9231 P31 - Jun 2022 - Q5 - 7 marks
A light inextensible string \(A B\) passes through two small holes \(C\) and \(D\) in a smooth horizontal table where \(A C=3 a\) and \(D B=a\). A particle of mass \(m\) is attached at the end \(A\) and moves in a horizontal circle with angular velocity \(\omega\). A particle of mass \(\frac{3}{4} m\) is attached to the end \(B\) and moves in a horizontal circle with angular velocity \(k\omega\). \(AC\) makes an angle \(\theta\) with the downward vertical and \(D B\) makes an angle \(\theta\) with the horizontal (see diagram).
Find the value of \(k\).
9231 P32 - Nov 2022 - Q6 - 9 marks
A light inextensible string is threaded through a fixed smooth ring \(R\) which is at a height \(h\) above a smooth horizontal surface. One end of the string is attached to a particle \(A\) of mass \(m\). The other end of the string is attached to a particle \(B\) of mass \(\frac{6}{7} m\). The particle \(A\) moves in a horizontal circle on the surface. The particle \(B\) hangs in equilibrium below the ring and above the surface (see diagram).
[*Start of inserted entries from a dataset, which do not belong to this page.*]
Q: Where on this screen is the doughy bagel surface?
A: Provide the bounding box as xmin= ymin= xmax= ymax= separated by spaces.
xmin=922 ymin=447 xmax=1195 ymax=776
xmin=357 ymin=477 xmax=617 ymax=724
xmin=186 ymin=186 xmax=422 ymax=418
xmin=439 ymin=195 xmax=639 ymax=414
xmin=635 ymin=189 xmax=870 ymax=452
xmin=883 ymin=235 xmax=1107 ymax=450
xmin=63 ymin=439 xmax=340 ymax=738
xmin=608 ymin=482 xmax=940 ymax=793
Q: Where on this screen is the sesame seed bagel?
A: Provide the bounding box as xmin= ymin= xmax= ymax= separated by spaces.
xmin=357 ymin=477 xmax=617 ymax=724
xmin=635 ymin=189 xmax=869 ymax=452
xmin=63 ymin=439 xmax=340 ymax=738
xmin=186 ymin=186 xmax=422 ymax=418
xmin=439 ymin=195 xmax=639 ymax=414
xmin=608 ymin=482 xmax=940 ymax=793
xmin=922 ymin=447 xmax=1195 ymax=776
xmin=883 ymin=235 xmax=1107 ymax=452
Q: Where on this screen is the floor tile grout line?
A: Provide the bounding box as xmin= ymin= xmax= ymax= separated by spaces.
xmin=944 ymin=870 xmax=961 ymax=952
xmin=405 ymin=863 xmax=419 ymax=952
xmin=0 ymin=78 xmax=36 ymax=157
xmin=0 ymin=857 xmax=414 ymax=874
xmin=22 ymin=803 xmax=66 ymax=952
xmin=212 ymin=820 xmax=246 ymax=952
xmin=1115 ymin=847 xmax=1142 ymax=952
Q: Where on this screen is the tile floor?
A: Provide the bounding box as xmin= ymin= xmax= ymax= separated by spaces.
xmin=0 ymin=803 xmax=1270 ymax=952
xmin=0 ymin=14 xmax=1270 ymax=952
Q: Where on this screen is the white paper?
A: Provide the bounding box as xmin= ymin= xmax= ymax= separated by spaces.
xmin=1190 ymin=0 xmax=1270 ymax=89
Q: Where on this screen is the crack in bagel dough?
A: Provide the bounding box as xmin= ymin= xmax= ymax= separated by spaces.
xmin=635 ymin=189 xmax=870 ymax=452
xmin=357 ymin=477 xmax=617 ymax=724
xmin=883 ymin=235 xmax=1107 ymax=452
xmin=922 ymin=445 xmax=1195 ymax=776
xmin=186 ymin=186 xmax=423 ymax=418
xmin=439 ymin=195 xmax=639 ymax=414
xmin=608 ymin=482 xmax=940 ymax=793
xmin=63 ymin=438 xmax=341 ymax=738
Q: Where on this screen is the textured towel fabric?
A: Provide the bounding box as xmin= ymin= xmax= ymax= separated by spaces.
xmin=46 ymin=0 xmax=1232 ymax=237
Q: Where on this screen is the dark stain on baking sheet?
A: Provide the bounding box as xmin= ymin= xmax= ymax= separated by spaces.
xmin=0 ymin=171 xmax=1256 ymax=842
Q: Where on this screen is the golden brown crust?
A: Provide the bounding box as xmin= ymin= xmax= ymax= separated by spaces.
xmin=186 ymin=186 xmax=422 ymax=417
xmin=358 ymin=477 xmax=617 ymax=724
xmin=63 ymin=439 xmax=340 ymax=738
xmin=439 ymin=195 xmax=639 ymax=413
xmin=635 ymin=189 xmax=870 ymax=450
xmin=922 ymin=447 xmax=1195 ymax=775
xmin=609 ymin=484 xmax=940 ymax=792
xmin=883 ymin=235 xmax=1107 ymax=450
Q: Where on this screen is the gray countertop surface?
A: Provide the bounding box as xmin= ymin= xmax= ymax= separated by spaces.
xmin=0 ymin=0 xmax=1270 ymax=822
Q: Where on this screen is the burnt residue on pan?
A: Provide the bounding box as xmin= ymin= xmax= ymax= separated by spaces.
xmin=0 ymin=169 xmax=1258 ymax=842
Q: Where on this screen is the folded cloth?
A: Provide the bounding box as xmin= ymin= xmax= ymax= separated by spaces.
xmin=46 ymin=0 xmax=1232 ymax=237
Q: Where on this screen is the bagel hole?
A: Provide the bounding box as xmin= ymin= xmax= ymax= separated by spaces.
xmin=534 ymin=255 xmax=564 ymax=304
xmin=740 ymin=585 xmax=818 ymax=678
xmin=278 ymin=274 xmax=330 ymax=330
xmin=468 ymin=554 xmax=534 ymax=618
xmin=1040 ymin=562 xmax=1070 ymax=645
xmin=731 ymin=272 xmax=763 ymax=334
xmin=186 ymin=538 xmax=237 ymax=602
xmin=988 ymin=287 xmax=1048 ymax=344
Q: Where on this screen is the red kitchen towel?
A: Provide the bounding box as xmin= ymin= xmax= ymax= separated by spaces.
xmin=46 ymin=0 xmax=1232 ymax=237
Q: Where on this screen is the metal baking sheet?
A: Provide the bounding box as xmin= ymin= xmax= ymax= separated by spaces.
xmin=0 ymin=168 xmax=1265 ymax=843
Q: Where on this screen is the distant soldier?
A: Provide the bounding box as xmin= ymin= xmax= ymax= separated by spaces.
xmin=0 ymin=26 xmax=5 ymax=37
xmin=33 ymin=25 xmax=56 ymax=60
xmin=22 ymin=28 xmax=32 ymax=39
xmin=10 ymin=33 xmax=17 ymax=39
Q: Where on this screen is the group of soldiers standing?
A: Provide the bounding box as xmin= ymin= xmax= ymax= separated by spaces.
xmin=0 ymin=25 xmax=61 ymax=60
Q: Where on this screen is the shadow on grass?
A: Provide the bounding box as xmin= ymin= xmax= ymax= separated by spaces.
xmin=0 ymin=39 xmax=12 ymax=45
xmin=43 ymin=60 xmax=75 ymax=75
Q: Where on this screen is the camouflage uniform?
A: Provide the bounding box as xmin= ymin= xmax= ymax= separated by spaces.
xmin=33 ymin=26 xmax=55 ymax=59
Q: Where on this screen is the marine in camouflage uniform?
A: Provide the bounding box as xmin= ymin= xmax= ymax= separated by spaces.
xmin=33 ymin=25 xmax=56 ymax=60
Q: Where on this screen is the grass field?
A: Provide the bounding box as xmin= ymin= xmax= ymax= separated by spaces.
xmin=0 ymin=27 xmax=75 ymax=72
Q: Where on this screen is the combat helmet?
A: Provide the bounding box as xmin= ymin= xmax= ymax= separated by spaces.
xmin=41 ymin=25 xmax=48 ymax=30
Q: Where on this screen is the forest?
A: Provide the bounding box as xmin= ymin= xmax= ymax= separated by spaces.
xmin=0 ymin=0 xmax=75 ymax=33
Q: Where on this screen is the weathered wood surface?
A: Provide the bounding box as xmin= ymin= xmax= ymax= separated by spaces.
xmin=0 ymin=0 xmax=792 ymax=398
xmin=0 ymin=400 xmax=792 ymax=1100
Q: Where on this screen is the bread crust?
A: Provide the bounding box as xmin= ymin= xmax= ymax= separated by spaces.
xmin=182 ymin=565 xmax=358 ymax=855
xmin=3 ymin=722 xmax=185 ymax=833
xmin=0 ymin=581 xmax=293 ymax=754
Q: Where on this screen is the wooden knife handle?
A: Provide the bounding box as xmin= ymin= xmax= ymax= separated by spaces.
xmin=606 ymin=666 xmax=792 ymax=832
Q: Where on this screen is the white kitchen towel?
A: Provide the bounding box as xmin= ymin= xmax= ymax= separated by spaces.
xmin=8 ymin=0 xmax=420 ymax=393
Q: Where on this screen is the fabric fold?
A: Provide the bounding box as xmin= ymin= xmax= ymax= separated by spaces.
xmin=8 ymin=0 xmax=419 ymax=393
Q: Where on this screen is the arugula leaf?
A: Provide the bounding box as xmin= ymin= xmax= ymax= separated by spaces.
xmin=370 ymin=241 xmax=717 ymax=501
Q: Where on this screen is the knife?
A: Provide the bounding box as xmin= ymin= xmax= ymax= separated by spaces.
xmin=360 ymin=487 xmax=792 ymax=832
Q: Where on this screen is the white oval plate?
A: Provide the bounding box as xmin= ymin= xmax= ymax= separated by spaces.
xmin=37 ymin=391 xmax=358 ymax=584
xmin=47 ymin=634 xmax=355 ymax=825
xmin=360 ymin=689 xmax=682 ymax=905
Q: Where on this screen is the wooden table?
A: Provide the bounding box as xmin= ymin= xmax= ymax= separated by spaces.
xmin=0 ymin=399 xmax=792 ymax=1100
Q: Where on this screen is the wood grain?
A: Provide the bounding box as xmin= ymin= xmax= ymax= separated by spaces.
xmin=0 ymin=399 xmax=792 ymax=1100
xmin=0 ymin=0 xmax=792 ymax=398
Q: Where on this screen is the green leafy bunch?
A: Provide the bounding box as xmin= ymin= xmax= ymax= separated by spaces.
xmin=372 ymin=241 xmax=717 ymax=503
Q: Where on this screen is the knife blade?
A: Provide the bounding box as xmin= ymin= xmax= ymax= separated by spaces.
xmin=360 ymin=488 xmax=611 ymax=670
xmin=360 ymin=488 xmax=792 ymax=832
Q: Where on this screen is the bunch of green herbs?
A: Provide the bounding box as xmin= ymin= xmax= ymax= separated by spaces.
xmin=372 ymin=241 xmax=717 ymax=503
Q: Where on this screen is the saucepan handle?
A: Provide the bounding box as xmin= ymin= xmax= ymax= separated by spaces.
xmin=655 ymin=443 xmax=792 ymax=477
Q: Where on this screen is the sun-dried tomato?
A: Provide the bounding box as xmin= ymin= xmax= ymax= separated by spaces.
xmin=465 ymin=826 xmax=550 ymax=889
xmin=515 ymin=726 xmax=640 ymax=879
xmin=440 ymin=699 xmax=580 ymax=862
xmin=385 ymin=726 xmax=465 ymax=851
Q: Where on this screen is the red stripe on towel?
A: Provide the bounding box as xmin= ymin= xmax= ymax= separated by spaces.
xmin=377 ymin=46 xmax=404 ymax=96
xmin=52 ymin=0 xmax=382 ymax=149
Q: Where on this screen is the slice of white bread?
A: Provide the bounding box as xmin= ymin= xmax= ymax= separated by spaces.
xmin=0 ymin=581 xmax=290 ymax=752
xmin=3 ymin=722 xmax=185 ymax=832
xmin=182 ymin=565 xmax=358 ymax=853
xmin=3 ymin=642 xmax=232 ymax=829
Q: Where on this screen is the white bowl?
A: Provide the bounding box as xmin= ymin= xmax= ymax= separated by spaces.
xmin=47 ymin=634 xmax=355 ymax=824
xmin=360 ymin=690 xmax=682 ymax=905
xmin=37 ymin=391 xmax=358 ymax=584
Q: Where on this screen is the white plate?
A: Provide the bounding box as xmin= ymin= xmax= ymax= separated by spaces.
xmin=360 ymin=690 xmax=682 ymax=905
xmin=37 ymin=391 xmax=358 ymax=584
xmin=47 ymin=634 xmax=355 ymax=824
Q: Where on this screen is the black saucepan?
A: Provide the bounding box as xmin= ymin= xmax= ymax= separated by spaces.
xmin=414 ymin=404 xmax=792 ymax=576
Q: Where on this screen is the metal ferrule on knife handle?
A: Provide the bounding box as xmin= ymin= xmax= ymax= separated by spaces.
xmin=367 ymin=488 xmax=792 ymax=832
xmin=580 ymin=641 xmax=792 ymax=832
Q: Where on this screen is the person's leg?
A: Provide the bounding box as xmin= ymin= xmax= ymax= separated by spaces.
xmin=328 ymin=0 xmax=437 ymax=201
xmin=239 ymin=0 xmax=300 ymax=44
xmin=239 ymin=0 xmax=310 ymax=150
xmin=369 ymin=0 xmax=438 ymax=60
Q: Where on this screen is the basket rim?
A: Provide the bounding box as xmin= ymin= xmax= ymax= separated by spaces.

When \(A\) has constant angular speed \(\omega\), the angle between \(A R\) and \(B R\) is \(\theta\) and the normal reaction between \(A\) and the surface is \(N\).
When \(A\) has constant angular speed \(\frac{3}{2} \omega\), the angle between \(A R\) and \(B R\) is \(\alpha\) and the normal reaction between \(A\) and the surface is \(\frac{1}{2} N\).
(a) Show that \(\cos \theta=\frac{4}{9} \cos \alpha\).
(b) Find \(N\) in terms of \(m\) and \(g\) and find the value of \(\cos \alpha\).